El País Digital
Lunes
23 marzo
1998 - Nº 689


Aquel día, por un motivo o por otro, partió con una hora y media de retraso. Cuando se puso en marcha, muy despacio y con un chirrido lúgubre, mi madre se persignó, pero enseguida volvió a la realidad.

«A este tren le falta aceite en los resortes», dijo.

Éramos los únicos pasajeros, tal vez en todo el tren, y hasta ese momento no había nada que me causara un verdadero interés. Me sumergí en el sopor de Luz de agosto, fumando sin tregua, con rápidas miradas ocasionales para reconocer los lugares que íbamos dejando atrás. El tren atravesó con un silbido largo las marismas de la Ciénaga, y se metió a toda velocidad por un trepidante corredor de rocas bermejas, donde el estruendo de los vagones se volvió insoportable. Pero al cabo de unos quince minutos disminuyó la marcha, entró con un resuello sigiloso en la penumbra fresca de las plantaciones, y el tiempo se hizo más denso y no volvió a sentirse la brisa del mar. No tuve que interrumpir la lectura para saber que habíamos entrado en el reino hermético de la zona bananera.

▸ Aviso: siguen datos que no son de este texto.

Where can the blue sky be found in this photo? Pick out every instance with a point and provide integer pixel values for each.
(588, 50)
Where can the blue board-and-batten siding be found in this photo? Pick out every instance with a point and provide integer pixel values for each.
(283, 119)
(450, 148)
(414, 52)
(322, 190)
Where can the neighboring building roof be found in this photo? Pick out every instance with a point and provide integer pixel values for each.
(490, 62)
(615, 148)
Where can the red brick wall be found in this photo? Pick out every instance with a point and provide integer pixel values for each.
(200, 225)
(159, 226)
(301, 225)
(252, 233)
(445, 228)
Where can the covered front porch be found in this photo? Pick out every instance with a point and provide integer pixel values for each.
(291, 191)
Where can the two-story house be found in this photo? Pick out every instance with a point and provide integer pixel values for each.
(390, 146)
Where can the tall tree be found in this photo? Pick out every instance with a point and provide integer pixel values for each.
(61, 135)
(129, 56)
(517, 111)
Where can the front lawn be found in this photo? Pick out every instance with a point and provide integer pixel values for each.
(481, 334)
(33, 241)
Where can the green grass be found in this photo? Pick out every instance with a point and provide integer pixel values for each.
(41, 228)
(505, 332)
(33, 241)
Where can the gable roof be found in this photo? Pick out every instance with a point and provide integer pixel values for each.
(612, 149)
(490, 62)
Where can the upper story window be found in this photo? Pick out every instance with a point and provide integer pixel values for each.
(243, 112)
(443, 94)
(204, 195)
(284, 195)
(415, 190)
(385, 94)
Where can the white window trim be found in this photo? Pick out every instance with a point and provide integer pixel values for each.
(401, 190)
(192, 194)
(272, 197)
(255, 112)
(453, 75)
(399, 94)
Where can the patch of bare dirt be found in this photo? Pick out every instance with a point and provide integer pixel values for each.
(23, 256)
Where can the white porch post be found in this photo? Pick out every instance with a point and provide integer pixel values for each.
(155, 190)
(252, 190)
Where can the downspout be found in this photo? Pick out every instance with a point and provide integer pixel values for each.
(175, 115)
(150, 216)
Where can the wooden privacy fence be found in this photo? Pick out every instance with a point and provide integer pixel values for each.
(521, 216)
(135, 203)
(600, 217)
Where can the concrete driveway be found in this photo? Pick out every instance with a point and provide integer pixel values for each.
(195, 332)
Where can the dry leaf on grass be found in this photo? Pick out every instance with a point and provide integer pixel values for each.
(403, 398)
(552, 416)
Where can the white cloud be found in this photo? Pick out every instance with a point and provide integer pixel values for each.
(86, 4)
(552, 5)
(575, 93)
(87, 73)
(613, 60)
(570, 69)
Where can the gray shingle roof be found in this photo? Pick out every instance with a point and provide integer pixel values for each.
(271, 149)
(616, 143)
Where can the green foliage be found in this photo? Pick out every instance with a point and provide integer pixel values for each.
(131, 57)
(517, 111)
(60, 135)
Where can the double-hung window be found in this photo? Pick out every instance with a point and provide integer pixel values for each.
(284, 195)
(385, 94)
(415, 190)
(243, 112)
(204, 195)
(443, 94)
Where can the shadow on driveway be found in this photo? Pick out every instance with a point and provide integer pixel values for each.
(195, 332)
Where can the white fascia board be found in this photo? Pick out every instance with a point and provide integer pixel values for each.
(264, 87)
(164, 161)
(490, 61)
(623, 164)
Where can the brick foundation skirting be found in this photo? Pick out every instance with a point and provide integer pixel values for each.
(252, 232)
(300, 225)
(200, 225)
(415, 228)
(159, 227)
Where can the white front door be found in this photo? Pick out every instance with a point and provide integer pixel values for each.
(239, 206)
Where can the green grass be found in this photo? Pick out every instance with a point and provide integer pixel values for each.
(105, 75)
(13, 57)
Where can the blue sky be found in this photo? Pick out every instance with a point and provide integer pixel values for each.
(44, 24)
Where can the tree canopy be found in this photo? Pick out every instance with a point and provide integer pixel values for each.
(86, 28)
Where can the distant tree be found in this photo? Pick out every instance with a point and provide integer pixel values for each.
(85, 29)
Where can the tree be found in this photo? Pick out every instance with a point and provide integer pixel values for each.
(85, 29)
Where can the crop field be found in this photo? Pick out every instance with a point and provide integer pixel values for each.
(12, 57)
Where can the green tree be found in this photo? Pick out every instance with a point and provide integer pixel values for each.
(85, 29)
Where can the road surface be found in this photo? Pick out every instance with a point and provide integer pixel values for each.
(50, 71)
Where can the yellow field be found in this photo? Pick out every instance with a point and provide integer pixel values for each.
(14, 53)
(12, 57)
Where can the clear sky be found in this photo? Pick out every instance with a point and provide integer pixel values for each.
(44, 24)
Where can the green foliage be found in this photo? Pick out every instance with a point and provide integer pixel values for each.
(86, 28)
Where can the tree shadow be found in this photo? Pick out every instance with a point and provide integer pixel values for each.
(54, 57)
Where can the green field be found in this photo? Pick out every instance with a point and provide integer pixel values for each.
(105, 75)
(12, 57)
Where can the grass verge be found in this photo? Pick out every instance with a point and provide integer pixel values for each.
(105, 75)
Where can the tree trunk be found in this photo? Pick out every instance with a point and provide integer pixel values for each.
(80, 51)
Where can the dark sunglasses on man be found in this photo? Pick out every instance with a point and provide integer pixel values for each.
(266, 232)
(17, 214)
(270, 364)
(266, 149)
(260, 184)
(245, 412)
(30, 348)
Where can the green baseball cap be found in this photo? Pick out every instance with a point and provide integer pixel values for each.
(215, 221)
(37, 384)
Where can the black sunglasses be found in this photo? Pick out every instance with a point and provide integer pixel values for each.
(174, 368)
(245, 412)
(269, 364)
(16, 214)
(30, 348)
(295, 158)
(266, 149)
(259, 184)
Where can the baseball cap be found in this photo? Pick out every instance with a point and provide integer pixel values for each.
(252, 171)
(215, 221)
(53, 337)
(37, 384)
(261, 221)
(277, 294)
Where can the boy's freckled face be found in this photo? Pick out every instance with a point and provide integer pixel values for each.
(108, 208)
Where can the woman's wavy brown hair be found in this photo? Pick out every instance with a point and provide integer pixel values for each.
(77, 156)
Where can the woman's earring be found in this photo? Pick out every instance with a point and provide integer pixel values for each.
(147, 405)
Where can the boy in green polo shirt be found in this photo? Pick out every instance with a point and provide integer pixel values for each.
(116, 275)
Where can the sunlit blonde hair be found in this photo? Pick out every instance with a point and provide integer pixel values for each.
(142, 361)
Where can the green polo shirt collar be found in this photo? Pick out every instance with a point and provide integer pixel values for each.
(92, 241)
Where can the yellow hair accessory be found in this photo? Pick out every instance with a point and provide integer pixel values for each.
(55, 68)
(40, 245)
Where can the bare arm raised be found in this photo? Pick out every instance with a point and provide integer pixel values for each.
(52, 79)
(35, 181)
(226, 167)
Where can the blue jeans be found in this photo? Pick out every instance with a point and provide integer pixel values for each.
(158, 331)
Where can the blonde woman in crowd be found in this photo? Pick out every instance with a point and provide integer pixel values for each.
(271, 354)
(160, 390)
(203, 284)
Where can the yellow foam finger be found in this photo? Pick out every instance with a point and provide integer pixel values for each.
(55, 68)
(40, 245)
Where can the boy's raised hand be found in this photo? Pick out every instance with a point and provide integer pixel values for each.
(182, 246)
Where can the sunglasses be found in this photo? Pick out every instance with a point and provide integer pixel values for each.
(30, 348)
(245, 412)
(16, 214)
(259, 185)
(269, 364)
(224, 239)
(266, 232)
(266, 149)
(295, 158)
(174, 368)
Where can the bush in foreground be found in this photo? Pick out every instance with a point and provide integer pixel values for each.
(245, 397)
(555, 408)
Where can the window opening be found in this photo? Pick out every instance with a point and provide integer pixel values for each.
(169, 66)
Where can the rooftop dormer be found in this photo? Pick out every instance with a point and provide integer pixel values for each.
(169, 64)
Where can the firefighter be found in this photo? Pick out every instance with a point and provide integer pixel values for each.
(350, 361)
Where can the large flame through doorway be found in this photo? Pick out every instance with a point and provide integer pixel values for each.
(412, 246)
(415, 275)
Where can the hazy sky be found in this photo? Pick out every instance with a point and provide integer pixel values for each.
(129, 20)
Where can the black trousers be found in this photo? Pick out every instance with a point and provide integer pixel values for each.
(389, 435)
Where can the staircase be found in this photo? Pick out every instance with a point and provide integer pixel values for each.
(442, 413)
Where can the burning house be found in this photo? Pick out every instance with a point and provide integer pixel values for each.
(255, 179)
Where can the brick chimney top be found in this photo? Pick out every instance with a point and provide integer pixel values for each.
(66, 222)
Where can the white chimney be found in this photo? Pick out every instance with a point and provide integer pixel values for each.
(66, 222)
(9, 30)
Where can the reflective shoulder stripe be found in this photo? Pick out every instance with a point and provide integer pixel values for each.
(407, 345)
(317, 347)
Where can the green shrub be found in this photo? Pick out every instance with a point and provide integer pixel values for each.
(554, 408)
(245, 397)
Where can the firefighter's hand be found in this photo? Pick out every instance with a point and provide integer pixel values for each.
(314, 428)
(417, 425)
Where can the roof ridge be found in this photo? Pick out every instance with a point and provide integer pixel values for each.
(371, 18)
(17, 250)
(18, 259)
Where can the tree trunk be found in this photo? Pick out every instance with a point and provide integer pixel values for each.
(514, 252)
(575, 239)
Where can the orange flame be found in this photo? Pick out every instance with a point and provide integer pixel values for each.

El mundo cambió. A lado y lado de la vía férrea se extendían las avenidas simétricas e interminables de las plantaciones, por donde andaban las carretas de bueyes cargadas de racimos verdes. De pronto, en intempestivos espacios sin sembrar, había campamentos de ladrillos rojos, oficinas con redes de alambre en puertas y ventanas y ventiladores de aspas colgados en el techo, y un hospital solitario en un campo de amapolas. Cada río tenía su pueblo y su puente de hierro por donde el tren pasaba dando alaridos, y las muchachas que se bañaban en las aguas heladas saltaban como sábalos a su paso para turbar a los viajeros con sus tetas instantáneas.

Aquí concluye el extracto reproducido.